Les Nouvelles de Tahiti : Depuis sa signature à l'Elysée, le Contrat de projets attend sa mise en oeuvre. Votre visite sera-t-elle l'occasion d'installer le comité de pilotage de ce Contrat. Et compte tenu du démarrage tardif de ce Contrat, les crédits programmés pour 2008 et qui ne pourront être consommés, seront-ils perdus ou bien basculés sur 2009 ?
Yves Jégo : Je souhaite naturellement que les cinq volets principaux du contrat soient mis en oeuvre le plus rapidement possible.
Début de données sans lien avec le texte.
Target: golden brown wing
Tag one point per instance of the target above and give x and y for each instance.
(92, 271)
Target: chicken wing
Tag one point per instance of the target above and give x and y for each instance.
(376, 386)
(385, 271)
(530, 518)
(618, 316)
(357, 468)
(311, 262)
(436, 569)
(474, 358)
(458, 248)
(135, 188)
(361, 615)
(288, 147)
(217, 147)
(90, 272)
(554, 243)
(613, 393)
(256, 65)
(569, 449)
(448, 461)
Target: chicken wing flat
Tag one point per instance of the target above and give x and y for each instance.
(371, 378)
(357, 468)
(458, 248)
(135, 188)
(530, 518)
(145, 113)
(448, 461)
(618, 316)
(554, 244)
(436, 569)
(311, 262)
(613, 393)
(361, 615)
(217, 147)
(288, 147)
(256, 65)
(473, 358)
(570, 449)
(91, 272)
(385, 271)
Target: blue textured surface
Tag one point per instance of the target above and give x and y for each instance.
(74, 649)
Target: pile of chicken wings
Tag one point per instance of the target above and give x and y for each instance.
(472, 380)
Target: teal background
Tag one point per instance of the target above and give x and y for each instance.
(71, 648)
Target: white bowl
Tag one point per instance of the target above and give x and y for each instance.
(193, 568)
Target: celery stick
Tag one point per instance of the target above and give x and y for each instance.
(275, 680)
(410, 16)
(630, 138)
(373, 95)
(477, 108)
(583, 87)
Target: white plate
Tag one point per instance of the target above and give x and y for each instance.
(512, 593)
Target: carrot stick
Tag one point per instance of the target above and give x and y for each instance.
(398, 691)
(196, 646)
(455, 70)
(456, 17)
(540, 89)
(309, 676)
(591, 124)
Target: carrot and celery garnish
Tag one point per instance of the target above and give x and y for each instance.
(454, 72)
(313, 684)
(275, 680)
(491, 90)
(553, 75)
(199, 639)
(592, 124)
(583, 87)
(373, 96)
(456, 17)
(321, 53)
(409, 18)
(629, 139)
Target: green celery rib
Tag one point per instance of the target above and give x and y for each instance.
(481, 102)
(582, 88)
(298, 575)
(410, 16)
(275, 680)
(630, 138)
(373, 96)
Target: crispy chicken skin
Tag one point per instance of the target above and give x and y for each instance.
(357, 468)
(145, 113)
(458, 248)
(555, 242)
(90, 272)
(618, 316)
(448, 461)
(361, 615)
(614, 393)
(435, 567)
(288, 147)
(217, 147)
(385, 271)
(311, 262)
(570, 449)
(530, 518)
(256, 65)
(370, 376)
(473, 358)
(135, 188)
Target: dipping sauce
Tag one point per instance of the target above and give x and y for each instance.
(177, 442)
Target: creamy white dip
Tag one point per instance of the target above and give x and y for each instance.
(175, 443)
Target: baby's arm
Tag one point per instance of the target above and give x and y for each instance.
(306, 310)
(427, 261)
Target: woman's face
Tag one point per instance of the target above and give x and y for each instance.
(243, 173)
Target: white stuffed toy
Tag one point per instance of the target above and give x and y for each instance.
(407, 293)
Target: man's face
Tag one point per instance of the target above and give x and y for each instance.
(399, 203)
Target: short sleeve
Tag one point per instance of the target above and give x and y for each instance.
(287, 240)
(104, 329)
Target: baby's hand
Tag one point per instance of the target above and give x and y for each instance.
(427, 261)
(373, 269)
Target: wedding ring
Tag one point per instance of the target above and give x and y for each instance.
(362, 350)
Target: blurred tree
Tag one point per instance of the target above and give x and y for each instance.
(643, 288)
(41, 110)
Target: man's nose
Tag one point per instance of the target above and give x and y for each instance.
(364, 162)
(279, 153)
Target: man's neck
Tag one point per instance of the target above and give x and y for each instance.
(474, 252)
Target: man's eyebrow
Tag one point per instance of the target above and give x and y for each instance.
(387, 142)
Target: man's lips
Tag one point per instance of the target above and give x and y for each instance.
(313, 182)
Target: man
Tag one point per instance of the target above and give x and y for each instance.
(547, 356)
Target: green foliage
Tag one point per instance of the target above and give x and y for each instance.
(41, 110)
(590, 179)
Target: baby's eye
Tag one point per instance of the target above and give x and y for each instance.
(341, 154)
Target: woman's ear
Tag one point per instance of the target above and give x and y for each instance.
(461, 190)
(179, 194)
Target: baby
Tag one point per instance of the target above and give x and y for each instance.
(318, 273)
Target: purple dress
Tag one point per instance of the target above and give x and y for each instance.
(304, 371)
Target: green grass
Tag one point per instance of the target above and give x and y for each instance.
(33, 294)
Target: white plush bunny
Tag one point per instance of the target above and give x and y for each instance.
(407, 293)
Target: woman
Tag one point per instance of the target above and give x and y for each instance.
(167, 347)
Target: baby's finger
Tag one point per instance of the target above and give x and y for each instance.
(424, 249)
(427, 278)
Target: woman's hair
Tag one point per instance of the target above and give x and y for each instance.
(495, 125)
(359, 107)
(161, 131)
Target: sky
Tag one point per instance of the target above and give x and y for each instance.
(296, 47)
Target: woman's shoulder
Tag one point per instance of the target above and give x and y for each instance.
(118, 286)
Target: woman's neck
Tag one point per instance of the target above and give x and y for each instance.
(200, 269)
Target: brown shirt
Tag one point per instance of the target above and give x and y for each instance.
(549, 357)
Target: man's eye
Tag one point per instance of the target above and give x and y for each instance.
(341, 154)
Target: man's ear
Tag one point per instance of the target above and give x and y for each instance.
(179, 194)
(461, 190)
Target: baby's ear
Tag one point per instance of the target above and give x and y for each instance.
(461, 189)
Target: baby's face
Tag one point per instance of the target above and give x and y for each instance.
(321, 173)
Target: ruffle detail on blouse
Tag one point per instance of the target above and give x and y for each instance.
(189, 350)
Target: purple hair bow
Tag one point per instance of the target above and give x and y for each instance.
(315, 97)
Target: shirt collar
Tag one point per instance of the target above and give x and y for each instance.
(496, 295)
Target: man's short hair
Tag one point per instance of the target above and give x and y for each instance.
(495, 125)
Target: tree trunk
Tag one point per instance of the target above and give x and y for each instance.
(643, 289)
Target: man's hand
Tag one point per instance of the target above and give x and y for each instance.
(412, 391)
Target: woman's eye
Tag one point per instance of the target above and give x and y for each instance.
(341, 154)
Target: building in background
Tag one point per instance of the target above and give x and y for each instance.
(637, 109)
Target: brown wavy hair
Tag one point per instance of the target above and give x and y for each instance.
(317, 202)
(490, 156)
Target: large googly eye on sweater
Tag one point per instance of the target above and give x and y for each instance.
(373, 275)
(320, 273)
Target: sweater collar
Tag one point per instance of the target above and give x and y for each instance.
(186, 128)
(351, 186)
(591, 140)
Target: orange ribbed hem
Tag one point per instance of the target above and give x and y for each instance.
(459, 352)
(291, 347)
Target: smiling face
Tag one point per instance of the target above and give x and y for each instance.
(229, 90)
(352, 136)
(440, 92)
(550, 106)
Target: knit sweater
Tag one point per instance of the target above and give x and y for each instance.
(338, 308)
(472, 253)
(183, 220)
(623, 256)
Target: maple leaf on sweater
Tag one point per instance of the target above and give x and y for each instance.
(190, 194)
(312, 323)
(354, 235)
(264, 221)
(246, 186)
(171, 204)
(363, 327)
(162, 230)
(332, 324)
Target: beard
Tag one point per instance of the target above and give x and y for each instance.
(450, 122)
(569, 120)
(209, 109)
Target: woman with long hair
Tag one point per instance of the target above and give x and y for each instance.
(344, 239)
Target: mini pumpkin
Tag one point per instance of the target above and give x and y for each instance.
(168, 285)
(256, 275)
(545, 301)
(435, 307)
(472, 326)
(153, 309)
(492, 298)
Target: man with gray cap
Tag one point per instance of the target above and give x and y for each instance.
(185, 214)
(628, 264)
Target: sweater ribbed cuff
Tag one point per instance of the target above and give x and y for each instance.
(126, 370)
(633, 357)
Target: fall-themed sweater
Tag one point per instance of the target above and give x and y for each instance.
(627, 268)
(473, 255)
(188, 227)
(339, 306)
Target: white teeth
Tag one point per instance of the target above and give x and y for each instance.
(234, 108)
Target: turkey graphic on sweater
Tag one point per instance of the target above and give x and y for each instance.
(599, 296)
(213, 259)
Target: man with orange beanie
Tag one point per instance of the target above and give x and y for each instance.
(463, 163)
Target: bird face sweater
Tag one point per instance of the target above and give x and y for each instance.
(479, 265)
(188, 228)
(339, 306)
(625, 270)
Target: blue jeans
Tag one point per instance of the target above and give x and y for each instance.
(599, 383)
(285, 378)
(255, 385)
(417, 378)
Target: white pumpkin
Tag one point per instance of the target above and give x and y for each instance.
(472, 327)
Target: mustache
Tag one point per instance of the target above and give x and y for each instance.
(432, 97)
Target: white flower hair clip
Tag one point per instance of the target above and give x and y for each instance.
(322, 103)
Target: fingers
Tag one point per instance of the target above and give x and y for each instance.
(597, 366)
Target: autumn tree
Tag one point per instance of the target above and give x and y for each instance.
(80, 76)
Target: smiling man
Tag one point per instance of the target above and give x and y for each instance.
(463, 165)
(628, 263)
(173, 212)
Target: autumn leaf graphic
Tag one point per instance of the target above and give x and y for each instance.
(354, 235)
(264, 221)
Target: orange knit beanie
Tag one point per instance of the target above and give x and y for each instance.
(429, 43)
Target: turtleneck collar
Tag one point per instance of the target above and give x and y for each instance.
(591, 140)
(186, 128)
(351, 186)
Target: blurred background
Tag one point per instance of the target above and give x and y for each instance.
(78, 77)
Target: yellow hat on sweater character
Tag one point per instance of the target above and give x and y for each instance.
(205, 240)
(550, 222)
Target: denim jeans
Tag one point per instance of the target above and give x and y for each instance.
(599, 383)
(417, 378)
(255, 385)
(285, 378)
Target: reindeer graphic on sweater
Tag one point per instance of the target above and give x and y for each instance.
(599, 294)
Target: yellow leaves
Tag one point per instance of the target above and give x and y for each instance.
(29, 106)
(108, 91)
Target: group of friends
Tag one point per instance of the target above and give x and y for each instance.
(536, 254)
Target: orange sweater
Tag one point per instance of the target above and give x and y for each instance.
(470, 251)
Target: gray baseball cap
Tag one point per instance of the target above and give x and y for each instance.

C'est pour cela que je suis là.
Les Nouvelles de Tahiti : Après la période des essais nucléaires, et à la suite de treize années d'après-CEP, comment définiriez-vous aujourd'hui le lien et les relations entre l'Etat et la Polynésie française ? Quel est le principal message de votre visite à l'adresse des Polynésiens ?
Yves Jégo : Je viens dire au président Tong Sang et à tous les responsables politiques combien l'Etat est désireux d'aider la Polynésie française. Je viens rencontrer les Polynésiens pour leur dire que l'Etat sera toujours présent et solide. Nous avons déjà mobilisé des moyens considérables et nous en mobiliserons encore pour apporter notre part au développement. Je sais que la Polynésie française à un brillant avenir devant elle pour peu qu'elle s'inscrive dans une nouvelle logique ; celle d'un monde qui change et qui oblige les responsables politiques à être à la hauteur des défis qui sont devant nous pour garantir un bel avenir à nos enfants.